A new study by MH370 Independent Group (IG) member Richard Godfrey has completed a new drift analysis that asks could have MH370 crashed further north than was previously searched.

The location would be off Exmouth, Western Australia and the drift analysis supports the article in Airlineratings.com on June 10.

But one of the world’s leading oceanographers, the University of Western Australia’s Professor Charitha Pattiaratchi,  said it was highly unlikely the debris was that far north.

On the website, Radiant Physics IG lead Victor Iannello says that Mr. Godfey has concluded: “that the recovered aircraft debris from the beaches of East Africa could have originated from potential impact sites as far north as 20.5°S latitude.”

“He is recommending that a new subsea search cover the part of the 7th arc between 25°S and 20°S latitudes based on his new drift analysis,” says Mr. Iannello.

“As further justification for a new search to the north, he also cites the reconstructed flight path over Cocos Island ending at 22°S that we [IG] discussed in the previous post.”

Mr. Iannello says “the new drift analysis highlights the timing and location of the discovery of four parts that were found with barnacles still attached.”

Mh370 drift analysis
Drift analysis was done by Mr Godfrey

“These pieces are particularly important because the presence of marine life on a part suggests that the timing of the discovery was close in time to the arrival of the part.  Any marine life that is attached to a beached part either falls off or is picked off due to decomposition and scavenging, so the presence of barnacles is a good indicator that the part was recently beached.”

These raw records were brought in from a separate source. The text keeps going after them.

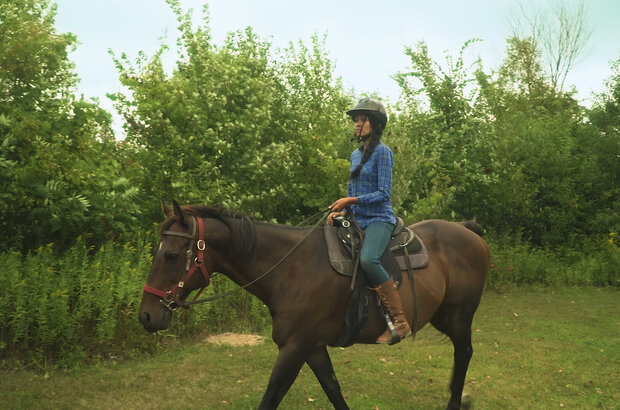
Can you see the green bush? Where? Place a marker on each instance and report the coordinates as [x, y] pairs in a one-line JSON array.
[[516, 263], [82, 303]]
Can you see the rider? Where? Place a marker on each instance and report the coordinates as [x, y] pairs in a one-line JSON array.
[[369, 198]]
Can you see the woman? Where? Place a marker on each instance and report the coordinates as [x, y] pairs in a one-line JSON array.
[[369, 198]]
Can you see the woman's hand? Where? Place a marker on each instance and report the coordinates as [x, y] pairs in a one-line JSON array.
[[342, 203]]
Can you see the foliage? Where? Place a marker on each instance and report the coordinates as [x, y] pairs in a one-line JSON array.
[[60, 175], [533, 348], [234, 126], [505, 148], [262, 131]]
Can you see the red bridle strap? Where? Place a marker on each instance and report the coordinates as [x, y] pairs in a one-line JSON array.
[[171, 295]]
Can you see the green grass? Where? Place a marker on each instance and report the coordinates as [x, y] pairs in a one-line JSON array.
[[533, 348]]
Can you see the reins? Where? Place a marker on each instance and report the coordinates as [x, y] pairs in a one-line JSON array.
[[186, 304]]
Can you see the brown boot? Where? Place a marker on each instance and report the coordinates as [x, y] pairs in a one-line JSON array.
[[388, 294]]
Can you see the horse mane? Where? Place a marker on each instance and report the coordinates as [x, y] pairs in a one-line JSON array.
[[473, 226], [242, 229]]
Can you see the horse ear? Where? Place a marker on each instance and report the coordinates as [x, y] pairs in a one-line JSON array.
[[166, 208], [178, 212]]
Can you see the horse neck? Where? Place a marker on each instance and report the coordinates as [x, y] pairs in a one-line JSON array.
[[268, 263]]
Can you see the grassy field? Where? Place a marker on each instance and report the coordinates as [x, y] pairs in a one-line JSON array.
[[533, 348]]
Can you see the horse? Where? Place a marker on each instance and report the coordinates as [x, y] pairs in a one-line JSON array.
[[288, 269]]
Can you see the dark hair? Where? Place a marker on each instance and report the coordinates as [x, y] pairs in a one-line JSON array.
[[375, 137]]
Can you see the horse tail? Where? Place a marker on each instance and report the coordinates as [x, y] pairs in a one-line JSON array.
[[473, 226]]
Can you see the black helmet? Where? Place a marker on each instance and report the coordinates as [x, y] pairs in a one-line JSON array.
[[369, 106]]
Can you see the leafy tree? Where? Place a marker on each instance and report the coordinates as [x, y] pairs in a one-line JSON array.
[[560, 31], [235, 126], [57, 153], [600, 150]]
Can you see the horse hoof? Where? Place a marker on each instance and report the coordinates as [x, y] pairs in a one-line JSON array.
[[466, 401]]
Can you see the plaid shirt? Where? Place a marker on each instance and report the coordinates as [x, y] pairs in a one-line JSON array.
[[373, 186]]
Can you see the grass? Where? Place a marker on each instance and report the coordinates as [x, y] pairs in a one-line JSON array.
[[533, 348]]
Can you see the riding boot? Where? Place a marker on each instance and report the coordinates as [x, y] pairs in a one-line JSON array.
[[388, 294]]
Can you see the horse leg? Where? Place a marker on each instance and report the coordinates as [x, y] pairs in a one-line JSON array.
[[457, 326], [288, 363], [321, 365]]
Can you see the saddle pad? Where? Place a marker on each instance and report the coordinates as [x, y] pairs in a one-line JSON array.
[[340, 254]]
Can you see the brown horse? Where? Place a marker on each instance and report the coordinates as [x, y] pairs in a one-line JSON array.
[[288, 269]]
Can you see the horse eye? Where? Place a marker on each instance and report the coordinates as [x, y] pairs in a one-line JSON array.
[[171, 256]]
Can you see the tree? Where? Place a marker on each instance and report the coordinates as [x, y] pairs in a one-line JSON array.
[[57, 152], [561, 33], [235, 126]]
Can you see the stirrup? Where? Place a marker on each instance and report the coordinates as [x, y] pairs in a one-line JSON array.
[[395, 336]]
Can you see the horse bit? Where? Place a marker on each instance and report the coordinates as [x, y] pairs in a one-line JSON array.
[[170, 299]]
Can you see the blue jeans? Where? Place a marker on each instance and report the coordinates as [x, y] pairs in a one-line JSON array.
[[377, 236]]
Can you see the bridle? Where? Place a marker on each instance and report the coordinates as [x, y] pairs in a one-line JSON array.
[[170, 299]]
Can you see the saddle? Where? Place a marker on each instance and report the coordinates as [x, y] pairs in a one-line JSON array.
[[405, 252]]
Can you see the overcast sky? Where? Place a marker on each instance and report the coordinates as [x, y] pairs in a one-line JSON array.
[[366, 39]]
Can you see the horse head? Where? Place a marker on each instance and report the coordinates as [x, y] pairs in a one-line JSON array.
[[178, 268]]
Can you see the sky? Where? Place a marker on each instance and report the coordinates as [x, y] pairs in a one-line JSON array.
[[365, 39]]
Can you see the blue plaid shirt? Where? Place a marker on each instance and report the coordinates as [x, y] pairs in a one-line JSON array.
[[373, 186]]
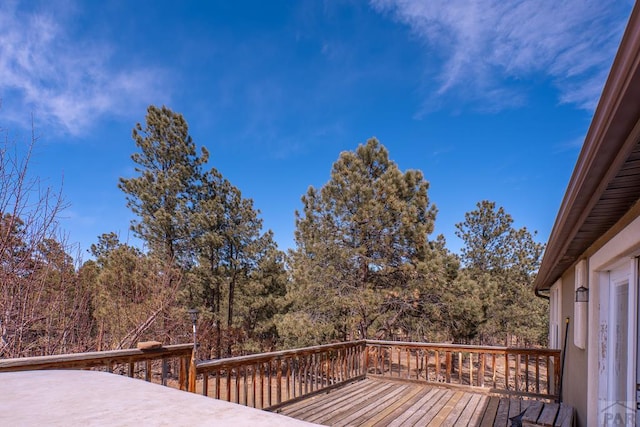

Mr. Iannello says that the four parts found with barnacles that were considered in the drift analysis were:

  1. The flaperon found on Reunion Island after drifting about 508 days
  2. The fragment of the engine cowling (“Roy”) found in Mossel Bay, South Africa, after drifting about 655 days
  3. The fragment of the cabin divider found on Rodrigues after drifting about 753 days
  4. The outboard flap found in Pemba, Tanzania, after drifting about 835 days

The drift analysis put together by Mr. Godfrey uses the database of buoy positions that are tracked as part of the Global Drift Program (GDP).

“The data sets from 96 buoys were used to build a model of the Indian Ocean with a spatial resolution of 1° of latitude and longitude, and 1 day of temporal resolution. Both drogued and undrogued buoys were considered,“ says Mr Iannello.

Prof. Pattiaratchi believes the debris is just outside an area already searched and would like a new wider search to focus on the latitudes from 28S to 36S to encompass both UWA’s and the CSIRO’s modeling.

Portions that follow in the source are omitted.